The Glasgow Coma Scale (23 page)

Read The Glasgow Coma Scale Online

Authors: Neil Stewart

BOOK: The Glasgow Coma Scale
5.33Mb size Format: txt, pdf, ePub

Angus drained half his bottle in a single draught, wiped his hand across his mouth. ‘No exactly the nectar ay the gods.’

‘No, but I know what I can use to top up my car battery if it’s gone flat later.’

The strange woman had moved on to talk to Donna from Maintenance and her seldom-seen boyfriend, described by Donna as working in hospitality but who Lynne had, she was sure, seen stacking broken-up wine crates outside an off-licence on Byres Road some mornings. The stranger was one of these unfortunate women prone to adult acne: her jawline lumpy in the greenish lights. She was rudely made up, mascara clumped in her lashes, and much younger than she had first seemed.
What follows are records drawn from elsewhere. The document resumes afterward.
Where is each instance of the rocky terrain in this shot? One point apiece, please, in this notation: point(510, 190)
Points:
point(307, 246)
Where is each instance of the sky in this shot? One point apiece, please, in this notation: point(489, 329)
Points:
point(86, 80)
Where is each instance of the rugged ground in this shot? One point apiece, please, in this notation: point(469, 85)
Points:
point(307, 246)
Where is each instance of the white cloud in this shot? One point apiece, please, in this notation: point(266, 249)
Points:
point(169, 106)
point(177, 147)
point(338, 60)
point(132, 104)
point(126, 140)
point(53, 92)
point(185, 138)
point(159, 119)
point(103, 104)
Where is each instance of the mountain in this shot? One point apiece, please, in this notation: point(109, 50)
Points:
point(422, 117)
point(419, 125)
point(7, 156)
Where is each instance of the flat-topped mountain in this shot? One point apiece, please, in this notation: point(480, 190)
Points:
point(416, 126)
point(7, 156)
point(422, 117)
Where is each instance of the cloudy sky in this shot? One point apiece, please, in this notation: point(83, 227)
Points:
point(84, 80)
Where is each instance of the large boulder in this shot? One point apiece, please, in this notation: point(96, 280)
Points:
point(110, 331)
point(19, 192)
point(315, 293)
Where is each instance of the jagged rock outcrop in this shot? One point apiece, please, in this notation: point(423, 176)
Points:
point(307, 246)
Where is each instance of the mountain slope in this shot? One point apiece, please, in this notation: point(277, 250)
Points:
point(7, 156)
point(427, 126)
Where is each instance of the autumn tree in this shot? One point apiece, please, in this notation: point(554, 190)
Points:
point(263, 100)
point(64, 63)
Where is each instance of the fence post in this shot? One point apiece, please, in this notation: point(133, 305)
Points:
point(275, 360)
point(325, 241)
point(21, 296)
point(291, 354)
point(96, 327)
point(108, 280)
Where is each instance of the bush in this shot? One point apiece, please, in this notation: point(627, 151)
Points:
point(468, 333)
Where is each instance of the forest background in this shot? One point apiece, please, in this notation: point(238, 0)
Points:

‘You didn’t invite your friend along tonight, did you?’ She had to shout to be heard above the music.

‘China, ye mean?’ Intermittent disco light bloated his face one moment, left it haggard the next. A belch travelled up his throat – she could see it – and he held it in his mouth before letting the breath out slowly. ‘Ah did not, no. Christ no. No exactly the hot ticket, is it? No offence. Anyweiy, like ah said, she wis barely even sumdy ah could call a friend. Ah mean, that stuff she said tae Siri . . .’ He shook his head.
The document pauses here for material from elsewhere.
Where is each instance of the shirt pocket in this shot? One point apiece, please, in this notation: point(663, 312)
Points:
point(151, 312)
‘I’m sorry,’ Lynne screamed, yet again, ‘for what she said.’ Each time, she meant this to open a conversation in which the apology could be expanded to include herself; but each time, she was too cowardly to manage it, and the same misbegotten blame-shifting crawled out instead, maggot-like, unwanted. But it took two to apologize, and Angus deflected this attempt as he had all her previous efforts:

‘Ach, that’s awright, doll, ye urnae answerable fer her. She prolly thought she wis watchin out for ye – proof yis raised her well, widn’t ye say?’ Lynne grew vexed. Was she implicated, then, in Siri’s bad behaviour too?

‘What about your classes? Will you go back?’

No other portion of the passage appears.